Meath’s Madden sisters are already selling in 12 countries – and they’re still in secondary school.

By Killian Woods Reporter, Fora

WHEN THEY WERE testing a theory that Mars Bars could make ponies faster, Annie and Kate Madden never thought it would turn into a company selling supplements for racing camels.

The test was a project Kate, now 15, entered in the 2014 Young Scientist competition to debunk the notion that chocolate improved the animals’ performance. It turns out she was right.

Last year, the Meath sisters decided to pair up for the competition with a product, Fenugreek, used as a supplement to encourage horses to eat their feed.

The ingredient would become the key component in all the supplements the pair began selling through their company, FenuHealth.

Co-founder Annie Madden, 14, said the company, a finalist at the Student Enterprise Awards, has already developed four products that are manufactured in the UK, packaged in Ireland and then exported to 12 countries. Which is where camels come into the story.

“After the Young Scientist last year, we went to the horse trade fair Equitana in Germany and we met with distributors from all over the world, like Qatar and Saudi Arabia, and got big orders from them,” she said.

“Within a few months they got back in contact to say they were adding our product to their camels’ water a few days before they left for a race, and they started adding it to the water before the race as well to encourage them to drink water.

“Camels are very sensitive to the mineral content in water and they won’t drink a different type of water in a different area. Our clients out there asked us to design a product for camels. So we went about getting the right ingredients and now we have a FenuCamel.”

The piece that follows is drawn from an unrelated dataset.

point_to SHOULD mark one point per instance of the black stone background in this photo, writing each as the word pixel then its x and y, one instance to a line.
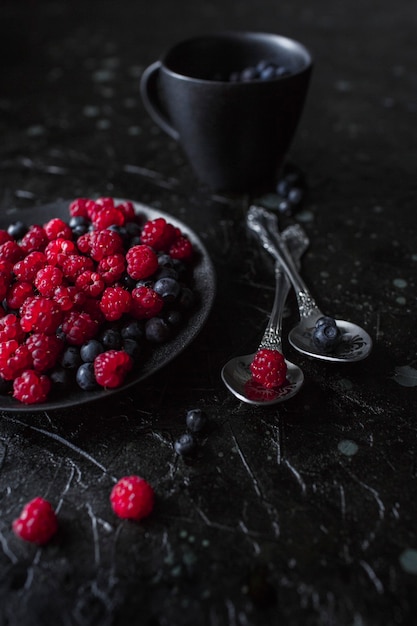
pixel 274 523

9/1/2015 BT Young Scientist and Technology Exhibitions Annie and Kate Madden at the 2015 Young Scientist exhibition

Gastric ulcers

Annie said the trip to Germany last year was a real “kick off” for the company and meeting clients at similar events has helped shape the direction of the company.

She said when she and her sister spoke to trainers at a race meeting in Leopardstown last July, they learned that gastric ulcers were a big problem in the racing industry and decided to focus on preventing and curing this problem in horses.

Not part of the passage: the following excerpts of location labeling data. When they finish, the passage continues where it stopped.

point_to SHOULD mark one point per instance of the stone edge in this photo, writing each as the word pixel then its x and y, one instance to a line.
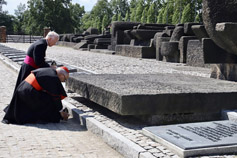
pixel 115 140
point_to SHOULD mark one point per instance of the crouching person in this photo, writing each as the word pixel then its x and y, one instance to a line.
pixel 38 98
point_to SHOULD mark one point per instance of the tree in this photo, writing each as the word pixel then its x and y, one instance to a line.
pixel 119 6
pixel 119 17
pixel 105 22
pixel 160 16
pixel 187 14
pixel 7 20
pixel 175 17
pixel 114 18
pixel 54 14
pixel 127 18
pixel 144 16
pixel 151 14
pixel 76 12
pixel 19 17
pixel 139 10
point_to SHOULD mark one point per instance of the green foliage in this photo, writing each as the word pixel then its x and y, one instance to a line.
pixel 76 12
pixel 151 14
pixel 175 17
pixel 144 16
pixel 18 27
pixel 187 14
pixel 7 20
pixel 114 18
pixel 168 13
pixel 160 16
pixel 105 22
pixel 65 17
pixel 119 17
pixel 127 17
pixel 133 15
pixel 139 10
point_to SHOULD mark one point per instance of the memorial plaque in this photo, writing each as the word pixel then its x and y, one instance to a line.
pixel 192 139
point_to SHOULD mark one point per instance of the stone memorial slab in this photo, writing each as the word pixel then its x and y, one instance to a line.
pixel 156 94
pixel 196 139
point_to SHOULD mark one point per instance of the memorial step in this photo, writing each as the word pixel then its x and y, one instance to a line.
pixel 157 94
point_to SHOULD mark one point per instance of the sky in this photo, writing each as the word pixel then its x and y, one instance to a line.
pixel 12 4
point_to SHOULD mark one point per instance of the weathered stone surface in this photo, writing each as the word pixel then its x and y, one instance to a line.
pixel 200 32
pixel 183 42
pixel 170 51
pixel 150 94
pixel 214 54
pixel 195 55
pixel 92 30
pixel 227 31
pixel 118 35
pixel 102 41
pixel 136 51
pixel 196 139
pixel 158 42
pixel 177 34
pixel 224 72
pixel 141 34
pixel 188 28
pixel 82 44
pixel 217 12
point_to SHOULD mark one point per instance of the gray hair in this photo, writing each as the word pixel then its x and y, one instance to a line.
pixel 62 71
pixel 53 35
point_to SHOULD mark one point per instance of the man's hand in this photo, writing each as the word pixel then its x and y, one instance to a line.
pixel 64 115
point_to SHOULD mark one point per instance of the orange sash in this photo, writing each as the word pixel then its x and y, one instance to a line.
pixel 31 79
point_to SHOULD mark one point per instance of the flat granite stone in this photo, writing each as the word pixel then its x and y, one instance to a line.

“Around 70% of horses have gastric ulcers and the way they are treated at the moment would be through a syringe in the mouth, which is a stressful experience for the horse and stress causes ulcers,” she said.

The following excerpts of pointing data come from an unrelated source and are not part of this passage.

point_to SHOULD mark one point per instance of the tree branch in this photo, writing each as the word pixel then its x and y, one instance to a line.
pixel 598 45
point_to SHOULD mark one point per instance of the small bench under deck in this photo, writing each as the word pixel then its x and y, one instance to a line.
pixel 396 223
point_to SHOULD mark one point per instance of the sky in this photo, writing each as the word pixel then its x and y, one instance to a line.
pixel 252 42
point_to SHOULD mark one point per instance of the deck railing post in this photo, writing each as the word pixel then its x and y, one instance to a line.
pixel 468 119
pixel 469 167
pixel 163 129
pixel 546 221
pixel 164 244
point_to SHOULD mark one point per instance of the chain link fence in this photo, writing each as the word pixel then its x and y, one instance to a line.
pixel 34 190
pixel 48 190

“We are trying to decrease the stress element for the horse by providing a solution that is a supplement that can be added to the food.”

Helping hands

Since setting up the company, Annie said she and her sister have been fortunate to get advice from key people in the equine and nutrition industries.

“We phoned Pearse Lyons from Alltech one time and he said, ‘If you can trust me, I can cut your production costs by 90%’.  We trusted him and he completely cut the costs and kept the products the same quality and up to standard.”

She added that a “very well-known figure in Irish racing” has taken a 10% stake in the company, but she could not reveal their name.

Looking ahead, Annie said both she and her sister were taking their success so far in their strides – while planning new products to launch on the market.

FenuHealth is a finalist at the National Student Enterprise Awards being held in Croke Park today.